Darrow’s disparaging pamphlet is little more than an intellectually bankrupt screed. He often inserts details not found in the text and dishonestly exaggerates biblical details to accentuate their supposed absurdity. Darrow may have been a skilled lawyer, but when it came to understanding Christianity, he was far out of his depth. Between the Absurdities of the Bible and the Scopes “Monkey” Trial, Darrow had a winless record of 0-2 against Scripture.
For all his courtroom brilliance, the famed attorney gave little indication that he could participate in a serious engagement with the faith he so quickly dismissed.9 Darrow’s legacy is an object lesson in what happens when a sharp mind attempts to make a case without first understanding the evidence. He would have been much better served by approaching the Bible with a humble heart and diligence, sincerely desiring to know the truth.
Endnotes
1 For more information on the trial, see Eric Lyons (2025), “100 Years Later: Revisiting the Scopes ‘Monkey’ Trial,” Reason & Revelation, 45[7]:2-6,8-11, July, apologeticspress.org/100th-anniversary-of-the-scopes-monkey-trial/.

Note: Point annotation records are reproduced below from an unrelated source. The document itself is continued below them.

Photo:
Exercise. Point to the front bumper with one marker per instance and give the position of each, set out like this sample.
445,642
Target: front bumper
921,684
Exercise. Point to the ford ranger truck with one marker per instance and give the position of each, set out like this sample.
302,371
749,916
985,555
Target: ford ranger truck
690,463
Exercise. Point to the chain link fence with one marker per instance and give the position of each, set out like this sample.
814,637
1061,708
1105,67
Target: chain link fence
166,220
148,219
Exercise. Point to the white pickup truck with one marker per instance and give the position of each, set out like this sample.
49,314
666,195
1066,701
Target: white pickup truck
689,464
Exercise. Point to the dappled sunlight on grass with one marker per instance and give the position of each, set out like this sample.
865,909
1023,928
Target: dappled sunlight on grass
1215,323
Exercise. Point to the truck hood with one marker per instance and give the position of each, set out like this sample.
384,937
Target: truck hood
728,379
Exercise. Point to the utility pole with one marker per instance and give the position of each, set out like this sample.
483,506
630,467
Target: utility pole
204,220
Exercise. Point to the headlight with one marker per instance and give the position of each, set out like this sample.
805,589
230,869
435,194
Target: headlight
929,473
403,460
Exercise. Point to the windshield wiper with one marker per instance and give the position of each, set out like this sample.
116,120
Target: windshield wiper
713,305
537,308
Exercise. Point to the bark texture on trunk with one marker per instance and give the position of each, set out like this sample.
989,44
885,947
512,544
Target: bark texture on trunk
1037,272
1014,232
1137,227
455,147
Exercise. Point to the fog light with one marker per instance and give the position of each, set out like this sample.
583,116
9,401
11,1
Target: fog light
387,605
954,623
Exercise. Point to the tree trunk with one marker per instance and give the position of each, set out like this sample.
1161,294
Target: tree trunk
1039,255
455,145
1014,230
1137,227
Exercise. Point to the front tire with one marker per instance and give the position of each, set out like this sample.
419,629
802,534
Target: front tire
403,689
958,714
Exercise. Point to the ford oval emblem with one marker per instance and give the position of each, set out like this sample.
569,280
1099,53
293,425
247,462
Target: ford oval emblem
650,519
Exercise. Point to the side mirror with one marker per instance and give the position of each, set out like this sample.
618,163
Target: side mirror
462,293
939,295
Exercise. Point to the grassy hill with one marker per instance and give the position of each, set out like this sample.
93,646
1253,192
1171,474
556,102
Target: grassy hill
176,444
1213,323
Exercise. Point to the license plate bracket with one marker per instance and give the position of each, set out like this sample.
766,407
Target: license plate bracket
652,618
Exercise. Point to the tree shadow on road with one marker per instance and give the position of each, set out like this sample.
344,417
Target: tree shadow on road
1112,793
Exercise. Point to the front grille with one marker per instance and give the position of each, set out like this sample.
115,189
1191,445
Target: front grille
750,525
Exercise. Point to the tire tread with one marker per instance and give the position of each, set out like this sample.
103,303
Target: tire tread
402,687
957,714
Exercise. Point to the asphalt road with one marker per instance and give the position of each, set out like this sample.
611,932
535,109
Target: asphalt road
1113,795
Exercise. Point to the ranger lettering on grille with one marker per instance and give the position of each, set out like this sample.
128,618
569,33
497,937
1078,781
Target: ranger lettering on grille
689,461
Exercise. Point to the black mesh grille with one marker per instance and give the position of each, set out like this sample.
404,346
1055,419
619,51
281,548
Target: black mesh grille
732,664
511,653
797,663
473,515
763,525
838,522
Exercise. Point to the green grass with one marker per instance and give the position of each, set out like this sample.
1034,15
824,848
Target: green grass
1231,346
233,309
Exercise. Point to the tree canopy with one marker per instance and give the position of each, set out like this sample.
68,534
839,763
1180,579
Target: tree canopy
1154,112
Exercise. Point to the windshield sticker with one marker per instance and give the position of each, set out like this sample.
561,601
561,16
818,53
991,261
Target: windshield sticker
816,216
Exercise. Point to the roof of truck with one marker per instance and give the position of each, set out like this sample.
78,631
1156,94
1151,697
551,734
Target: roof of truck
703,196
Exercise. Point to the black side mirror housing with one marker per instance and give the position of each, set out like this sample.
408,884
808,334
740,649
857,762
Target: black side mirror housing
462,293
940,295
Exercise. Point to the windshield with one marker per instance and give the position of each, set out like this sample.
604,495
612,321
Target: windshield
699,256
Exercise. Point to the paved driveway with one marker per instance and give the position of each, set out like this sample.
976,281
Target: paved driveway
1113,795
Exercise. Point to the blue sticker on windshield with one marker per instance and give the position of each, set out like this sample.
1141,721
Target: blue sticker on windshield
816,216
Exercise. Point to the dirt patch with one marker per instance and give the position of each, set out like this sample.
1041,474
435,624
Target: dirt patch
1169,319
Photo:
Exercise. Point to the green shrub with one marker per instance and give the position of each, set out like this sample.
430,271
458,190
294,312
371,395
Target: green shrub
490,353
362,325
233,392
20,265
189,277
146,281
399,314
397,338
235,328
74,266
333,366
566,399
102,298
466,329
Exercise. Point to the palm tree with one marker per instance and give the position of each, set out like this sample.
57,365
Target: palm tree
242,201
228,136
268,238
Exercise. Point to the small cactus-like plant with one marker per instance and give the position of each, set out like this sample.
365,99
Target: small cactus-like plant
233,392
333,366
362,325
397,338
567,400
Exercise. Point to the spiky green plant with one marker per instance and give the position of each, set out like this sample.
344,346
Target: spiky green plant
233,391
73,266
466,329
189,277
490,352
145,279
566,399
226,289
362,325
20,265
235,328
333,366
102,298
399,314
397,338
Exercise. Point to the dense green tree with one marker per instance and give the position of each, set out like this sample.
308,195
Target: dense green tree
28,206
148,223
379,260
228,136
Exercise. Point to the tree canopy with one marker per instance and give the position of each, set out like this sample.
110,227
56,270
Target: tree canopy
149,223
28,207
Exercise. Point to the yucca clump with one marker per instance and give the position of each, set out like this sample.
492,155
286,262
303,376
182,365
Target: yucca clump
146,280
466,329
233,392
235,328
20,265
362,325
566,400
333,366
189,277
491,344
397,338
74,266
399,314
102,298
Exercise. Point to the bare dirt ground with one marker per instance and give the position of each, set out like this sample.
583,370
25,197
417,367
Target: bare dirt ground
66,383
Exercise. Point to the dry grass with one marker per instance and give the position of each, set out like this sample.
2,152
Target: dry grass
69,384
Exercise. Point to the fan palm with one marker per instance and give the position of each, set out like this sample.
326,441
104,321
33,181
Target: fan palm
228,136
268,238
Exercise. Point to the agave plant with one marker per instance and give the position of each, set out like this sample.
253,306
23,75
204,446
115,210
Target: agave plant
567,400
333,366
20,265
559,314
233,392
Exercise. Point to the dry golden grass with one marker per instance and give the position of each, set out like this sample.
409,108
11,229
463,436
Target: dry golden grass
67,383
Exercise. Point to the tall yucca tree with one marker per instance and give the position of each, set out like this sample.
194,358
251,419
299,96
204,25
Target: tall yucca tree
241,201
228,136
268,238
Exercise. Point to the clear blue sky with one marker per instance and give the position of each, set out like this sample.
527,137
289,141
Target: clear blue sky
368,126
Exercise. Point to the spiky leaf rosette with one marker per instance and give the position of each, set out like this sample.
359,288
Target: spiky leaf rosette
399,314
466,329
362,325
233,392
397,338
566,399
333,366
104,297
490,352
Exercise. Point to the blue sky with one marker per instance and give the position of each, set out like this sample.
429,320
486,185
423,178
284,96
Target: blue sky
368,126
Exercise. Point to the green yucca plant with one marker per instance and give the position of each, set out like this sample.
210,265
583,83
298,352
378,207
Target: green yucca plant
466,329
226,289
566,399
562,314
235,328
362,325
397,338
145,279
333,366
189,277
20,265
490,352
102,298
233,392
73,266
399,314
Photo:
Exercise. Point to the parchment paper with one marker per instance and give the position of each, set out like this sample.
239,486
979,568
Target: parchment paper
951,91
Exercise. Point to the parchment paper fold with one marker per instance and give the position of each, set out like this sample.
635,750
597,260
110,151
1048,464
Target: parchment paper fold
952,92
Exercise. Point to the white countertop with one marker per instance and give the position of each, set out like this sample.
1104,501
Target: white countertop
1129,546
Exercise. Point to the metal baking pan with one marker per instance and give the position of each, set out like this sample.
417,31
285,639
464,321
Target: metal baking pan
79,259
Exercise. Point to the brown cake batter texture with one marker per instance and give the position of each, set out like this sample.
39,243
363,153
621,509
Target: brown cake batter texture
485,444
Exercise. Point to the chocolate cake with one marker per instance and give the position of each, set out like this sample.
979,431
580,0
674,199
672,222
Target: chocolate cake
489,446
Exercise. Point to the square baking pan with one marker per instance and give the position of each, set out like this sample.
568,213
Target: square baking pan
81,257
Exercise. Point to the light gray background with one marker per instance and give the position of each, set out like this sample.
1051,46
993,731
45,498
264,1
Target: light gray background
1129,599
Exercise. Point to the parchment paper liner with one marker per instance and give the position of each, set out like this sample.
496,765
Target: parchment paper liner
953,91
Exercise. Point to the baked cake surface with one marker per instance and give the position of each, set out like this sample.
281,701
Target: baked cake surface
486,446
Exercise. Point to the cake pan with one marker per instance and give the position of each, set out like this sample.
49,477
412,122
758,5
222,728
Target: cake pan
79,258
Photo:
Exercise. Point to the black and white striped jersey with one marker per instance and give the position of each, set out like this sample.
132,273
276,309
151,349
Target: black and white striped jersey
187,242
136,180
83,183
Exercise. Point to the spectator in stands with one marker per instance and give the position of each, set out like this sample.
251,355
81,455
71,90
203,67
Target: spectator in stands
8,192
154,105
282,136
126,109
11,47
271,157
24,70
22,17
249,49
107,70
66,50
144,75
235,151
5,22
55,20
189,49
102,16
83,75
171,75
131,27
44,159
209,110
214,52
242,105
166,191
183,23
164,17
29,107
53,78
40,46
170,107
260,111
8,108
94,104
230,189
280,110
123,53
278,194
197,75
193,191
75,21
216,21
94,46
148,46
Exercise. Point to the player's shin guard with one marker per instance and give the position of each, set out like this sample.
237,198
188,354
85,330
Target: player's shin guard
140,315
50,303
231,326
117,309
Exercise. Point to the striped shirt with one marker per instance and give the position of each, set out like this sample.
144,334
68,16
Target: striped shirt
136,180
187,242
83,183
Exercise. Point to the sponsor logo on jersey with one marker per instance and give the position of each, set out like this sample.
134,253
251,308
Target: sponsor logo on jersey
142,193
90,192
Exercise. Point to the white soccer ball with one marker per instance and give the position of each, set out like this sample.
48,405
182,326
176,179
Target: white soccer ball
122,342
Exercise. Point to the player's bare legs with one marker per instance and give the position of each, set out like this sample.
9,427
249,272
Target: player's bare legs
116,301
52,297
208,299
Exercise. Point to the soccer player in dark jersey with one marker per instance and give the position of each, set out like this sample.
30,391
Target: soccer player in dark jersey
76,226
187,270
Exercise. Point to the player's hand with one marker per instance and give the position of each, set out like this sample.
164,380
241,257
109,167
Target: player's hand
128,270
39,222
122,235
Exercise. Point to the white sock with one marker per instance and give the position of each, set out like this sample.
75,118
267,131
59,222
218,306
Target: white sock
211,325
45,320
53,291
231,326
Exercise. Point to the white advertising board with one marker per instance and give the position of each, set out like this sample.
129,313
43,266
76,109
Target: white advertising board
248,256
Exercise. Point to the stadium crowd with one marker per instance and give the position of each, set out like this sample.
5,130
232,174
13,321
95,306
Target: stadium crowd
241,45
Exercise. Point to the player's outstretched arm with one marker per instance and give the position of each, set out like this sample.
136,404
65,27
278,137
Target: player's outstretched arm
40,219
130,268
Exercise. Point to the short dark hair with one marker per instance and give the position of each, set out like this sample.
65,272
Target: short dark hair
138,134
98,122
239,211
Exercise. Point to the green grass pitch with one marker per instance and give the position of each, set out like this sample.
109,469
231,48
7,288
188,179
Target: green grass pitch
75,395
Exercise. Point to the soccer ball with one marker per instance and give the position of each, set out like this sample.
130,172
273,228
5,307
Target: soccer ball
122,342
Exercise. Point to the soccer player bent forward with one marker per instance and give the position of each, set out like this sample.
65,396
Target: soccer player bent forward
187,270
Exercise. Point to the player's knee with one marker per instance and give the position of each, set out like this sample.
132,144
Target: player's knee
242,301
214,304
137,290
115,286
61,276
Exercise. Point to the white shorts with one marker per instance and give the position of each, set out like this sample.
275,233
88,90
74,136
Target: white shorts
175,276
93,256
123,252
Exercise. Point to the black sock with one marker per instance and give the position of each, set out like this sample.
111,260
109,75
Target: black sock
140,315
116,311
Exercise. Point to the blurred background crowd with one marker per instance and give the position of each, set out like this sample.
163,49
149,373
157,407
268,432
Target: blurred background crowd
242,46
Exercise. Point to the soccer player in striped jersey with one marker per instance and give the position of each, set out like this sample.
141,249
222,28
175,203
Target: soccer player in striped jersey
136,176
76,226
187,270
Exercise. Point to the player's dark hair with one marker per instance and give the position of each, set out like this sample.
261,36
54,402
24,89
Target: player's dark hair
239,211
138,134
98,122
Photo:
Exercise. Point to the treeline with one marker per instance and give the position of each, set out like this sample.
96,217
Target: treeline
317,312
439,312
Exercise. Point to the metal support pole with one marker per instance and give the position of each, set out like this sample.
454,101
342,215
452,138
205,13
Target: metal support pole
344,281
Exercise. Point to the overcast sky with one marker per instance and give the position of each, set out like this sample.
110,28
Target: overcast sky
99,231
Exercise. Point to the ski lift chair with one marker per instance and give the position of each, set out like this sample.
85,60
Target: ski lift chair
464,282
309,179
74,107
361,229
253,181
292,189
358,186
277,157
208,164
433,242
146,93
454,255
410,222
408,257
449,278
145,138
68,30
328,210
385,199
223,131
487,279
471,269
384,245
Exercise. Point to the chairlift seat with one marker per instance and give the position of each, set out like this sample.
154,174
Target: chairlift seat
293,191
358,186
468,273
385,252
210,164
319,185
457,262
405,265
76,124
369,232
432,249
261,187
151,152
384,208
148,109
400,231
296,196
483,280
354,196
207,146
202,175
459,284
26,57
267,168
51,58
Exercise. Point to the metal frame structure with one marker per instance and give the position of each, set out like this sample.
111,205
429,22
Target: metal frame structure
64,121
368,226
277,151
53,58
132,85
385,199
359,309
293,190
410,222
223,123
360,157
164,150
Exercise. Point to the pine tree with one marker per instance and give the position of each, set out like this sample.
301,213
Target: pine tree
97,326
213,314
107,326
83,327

2 Clarence Darrow (1929), Absurdities of the Bible, Little Blue Book no. 1637 (Girard, KS: Haldeman-Julius), p. 5.
3 Ibid., pp. 7-8.
4 Ibid., pp. 9-10.
5 Ibid., p. 4.
6 See Justin Rogers (2017), “Does the Bible Teach a Flat Earth?” Reason & Revelation, 37[7]:74-77, July, apologeticspress.org/does-the-bible-teach-a-flat-earth-5428/.
7 The phrase “four corners of the earth” is an ancient phrase indicating “all the Earth.” It is derived from a royal title used by ancient kings in Mesopotamia. The first to refer to himself as the “King of the Four Corners of the Earth” (or “Four Quarters”) seems to have been Naram-Sin of Akkad (c. 2254-2218 B.C.). This title simply meant that Naram-Sin considered himself a universal sovereign over the entirety of the Earth. This phrase, like its biblical usage, did not communicate the concept of a flat Earth.
8 Darrow, Absurdities, pp. 6 and 9, respectively.
9 Here we might point out that Darrow debated the English writer and apologist G.K. Chesterton and appeared to have lost that debate in the eyes of many in the audience. The two met on January 18, 1931 in New York City to debate whether Christianity had been a force for good or ill in the world. Darrow took a hostile, sarcastic tone in attacking the Christian faith for its supposed historical abuses and stifling effect on intellectual progress. His attempts to bait Chesterton into getting angry failed, with Chesterton responding consistently with grace under fire. Although the debate did not produce a clear winner, much of the audience favored Chesterton, including those who did not share his spiritual perspective.